1. Introduction
With the gradual depletion of fossil fuels, discussions regarding renewable energy have dominated research in recent years. Distributed generations (DGs), represented by wind power systems and solar energy systems, have developed rapidly. More and more DGs are connected to the modern power grid, which can, not only make full use of natural resources and reduce the cost of power generation, but also improve the power supply capacity of the power grid [
1]. However, the output of DGs is seriously affected by uncertain weather conditions. Hence, DGs will bring many uncertainties to a power system after accessing the grid [
2]. These uncertainties will especially affect the accuracy of power flow calculations. Traditional power flow algorithms cannot evaluate the uncertain impacts of DGs [
3]. Hence, load flow algorithms dealing with uncertainties with DGs in power networks has been a hot issue for decades.
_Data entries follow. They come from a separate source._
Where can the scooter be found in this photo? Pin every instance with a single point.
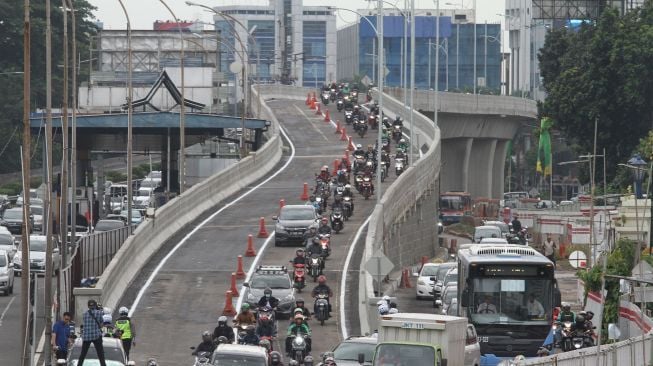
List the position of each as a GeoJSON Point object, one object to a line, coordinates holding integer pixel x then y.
{"type": "Point", "coordinates": [322, 308]}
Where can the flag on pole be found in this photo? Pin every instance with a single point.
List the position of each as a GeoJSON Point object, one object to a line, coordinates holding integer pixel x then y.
{"type": "Point", "coordinates": [544, 149]}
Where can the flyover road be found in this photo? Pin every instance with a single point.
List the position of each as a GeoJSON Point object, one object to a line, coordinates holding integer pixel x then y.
{"type": "Point", "coordinates": [178, 298]}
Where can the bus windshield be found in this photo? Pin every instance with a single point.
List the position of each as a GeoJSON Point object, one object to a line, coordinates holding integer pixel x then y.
{"type": "Point", "coordinates": [510, 301]}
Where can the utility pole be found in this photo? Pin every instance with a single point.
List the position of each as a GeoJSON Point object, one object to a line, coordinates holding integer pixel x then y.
{"type": "Point", "coordinates": [47, 206]}
{"type": "Point", "coordinates": [25, 153]}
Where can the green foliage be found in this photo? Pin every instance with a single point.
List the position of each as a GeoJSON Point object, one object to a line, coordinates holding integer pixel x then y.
{"type": "Point", "coordinates": [620, 263]}
{"type": "Point", "coordinates": [11, 60]}
{"type": "Point", "coordinates": [602, 72]}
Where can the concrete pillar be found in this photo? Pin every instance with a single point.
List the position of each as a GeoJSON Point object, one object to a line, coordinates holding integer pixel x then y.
{"type": "Point", "coordinates": [498, 178]}
{"type": "Point", "coordinates": [481, 168]}
{"type": "Point", "coordinates": [468, 153]}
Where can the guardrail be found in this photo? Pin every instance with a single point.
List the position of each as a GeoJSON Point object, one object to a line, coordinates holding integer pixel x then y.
{"type": "Point", "coordinates": [399, 198]}
{"type": "Point", "coordinates": [181, 211]}
{"type": "Point", "coordinates": [633, 351]}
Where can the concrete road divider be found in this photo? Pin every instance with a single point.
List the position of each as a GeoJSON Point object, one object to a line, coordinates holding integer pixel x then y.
{"type": "Point", "coordinates": [250, 252]}
{"type": "Point", "coordinates": [262, 232]}
{"type": "Point", "coordinates": [240, 272]}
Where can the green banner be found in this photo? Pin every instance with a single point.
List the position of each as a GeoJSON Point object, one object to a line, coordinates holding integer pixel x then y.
{"type": "Point", "coordinates": [544, 149]}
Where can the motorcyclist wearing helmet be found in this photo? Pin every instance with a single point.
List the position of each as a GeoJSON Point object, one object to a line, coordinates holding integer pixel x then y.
{"type": "Point", "coordinates": [324, 174]}
{"type": "Point", "coordinates": [275, 359]}
{"type": "Point", "coordinates": [322, 288]}
{"type": "Point", "coordinates": [268, 300]}
{"type": "Point", "coordinates": [245, 317]}
{"type": "Point", "coordinates": [207, 344]}
{"type": "Point", "coordinates": [250, 336]}
{"type": "Point", "coordinates": [223, 330]}
{"type": "Point", "coordinates": [299, 304]}
{"type": "Point", "coordinates": [324, 226]}
{"type": "Point", "coordinates": [298, 326]}
{"type": "Point", "coordinates": [359, 150]}
{"type": "Point", "coordinates": [126, 330]}
{"type": "Point", "coordinates": [299, 257]}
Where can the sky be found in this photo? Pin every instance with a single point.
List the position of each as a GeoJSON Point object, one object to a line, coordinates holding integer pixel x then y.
{"type": "Point", "coordinates": [143, 13]}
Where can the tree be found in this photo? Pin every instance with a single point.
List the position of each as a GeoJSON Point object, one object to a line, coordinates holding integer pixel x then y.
{"type": "Point", "coordinates": [11, 60]}
{"type": "Point", "coordinates": [602, 71]}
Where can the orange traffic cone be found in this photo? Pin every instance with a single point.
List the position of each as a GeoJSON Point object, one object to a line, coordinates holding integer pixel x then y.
{"type": "Point", "coordinates": [228, 305]}
{"type": "Point", "coordinates": [262, 232]}
{"type": "Point", "coordinates": [240, 273]}
{"type": "Point", "coordinates": [250, 252]}
{"type": "Point", "coordinates": [234, 289]}
{"type": "Point", "coordinates": [304, 196]}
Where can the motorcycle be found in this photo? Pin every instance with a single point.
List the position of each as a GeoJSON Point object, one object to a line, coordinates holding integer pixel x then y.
{"type": "Point", "coordinates": [322, 308]}
{"type": "Point", "coordinates": [325, 244]}
{"type": "Point", "coordinates": [299, 348]}
{"type": "Point", "coordinates": [346, 207]}
{"type": "Point", "coordinates": [203, 359]}
{"type": "Point", "coordinates": [337, 221]}
{"type": "Point", "coordinates": [396, 133]}
{"type": "Point", "coordinates": [372, 121]}
{"type": "Point", "coordinates": [399, 166]}
{"type": "Point", "coordinates": [349, 116]}
{"type": "Point", "coordinates": [298, 277]}
{"type": "Point", "coordinates": [315, 266]}
{"type": "Point", "coordinates": [366, 187]}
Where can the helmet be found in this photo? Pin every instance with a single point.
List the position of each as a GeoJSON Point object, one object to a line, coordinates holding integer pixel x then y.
{"type": "Point", "coordinates": [275, 357]}
{"type": "Point", "coordinates": [383, 309]}
{"type": "Point", "coordinates": [265, 344]}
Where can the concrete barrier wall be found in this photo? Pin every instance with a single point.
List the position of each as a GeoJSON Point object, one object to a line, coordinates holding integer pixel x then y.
{"type": "Point", "coordinates": [183, 210]}
{"type": "Point", "coordinates": [399, 202]}
{"type": "Point", "coordinates": [460, 103]}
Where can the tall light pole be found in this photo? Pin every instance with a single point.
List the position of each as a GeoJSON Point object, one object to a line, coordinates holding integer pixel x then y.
{"type": "Point", "coordinates": [182, 109]}
{"type": "Point", "coordinates": [130, 99]}
{"type": "Point", "coordinates": [25, 153]}
{"type": "Point", "coordinates": [47, 204]}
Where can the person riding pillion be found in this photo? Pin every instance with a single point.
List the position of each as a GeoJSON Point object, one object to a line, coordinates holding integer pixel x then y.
{"type": "Point", "coordinates": [126, 330]}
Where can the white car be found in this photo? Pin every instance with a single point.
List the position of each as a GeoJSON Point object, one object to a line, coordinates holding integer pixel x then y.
{"type": "Point", "coordinates": [426, 280]}
{"type": "Point", "coordinates": [37, 245]}
{"type": "Point", "coordinates": [6, 274]}
{"type": "Point", "coordinates": [472, 347]}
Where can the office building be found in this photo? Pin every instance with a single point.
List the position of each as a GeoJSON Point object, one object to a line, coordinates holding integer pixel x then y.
{"type": "Point", "coordinates": [456, 42]}
{"type": "Point", "coordinates": [283, 41]}
{"type": "Point", "coordinates": [528, 22]}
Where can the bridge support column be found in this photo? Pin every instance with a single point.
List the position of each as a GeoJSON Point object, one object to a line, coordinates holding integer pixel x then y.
{"type": "Point", "coordinates": [498, 177]}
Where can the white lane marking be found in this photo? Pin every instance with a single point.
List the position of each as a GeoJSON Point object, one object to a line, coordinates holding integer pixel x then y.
{"type": "Point", "coordinates": [4, 312]}
{"type": "Point", "coordinates": [312, 125]}
{"type": "Point", "coordinates": [343, 279]}
{"type": "Point", "coordinates": [156, 271]}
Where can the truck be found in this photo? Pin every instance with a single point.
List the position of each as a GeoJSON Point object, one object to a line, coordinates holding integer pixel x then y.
{"type": "Point", "coordinates": [421, 339]}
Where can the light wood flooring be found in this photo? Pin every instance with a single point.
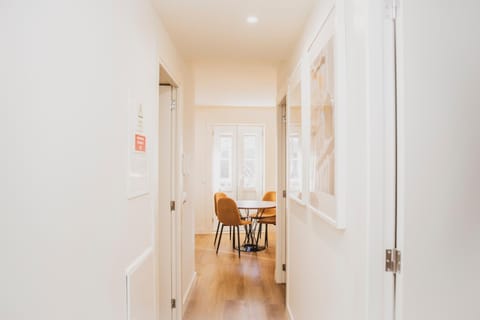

The probabilistic load flow (PLF) algorithm [
4] was first proposed in 1974 by Borkowskaand. The PLF algorithm aims to determine the statistical data of power flow distribution, including the mean, variance of flow distribution, and other probabilistic characteristics. Different from traditional power flow algorithms, the PLF algorithm regards the power inputs of DGs as uncertain factors. With the probability theory being used to process the uncertainties of a power system, PLF presently has an irreplaceable advantage in the steady-state analysis of power networks.
After decades of development, the PLF algorithm is now classified into three main categories: The approximate method, analytic method and Monte-Carlo method.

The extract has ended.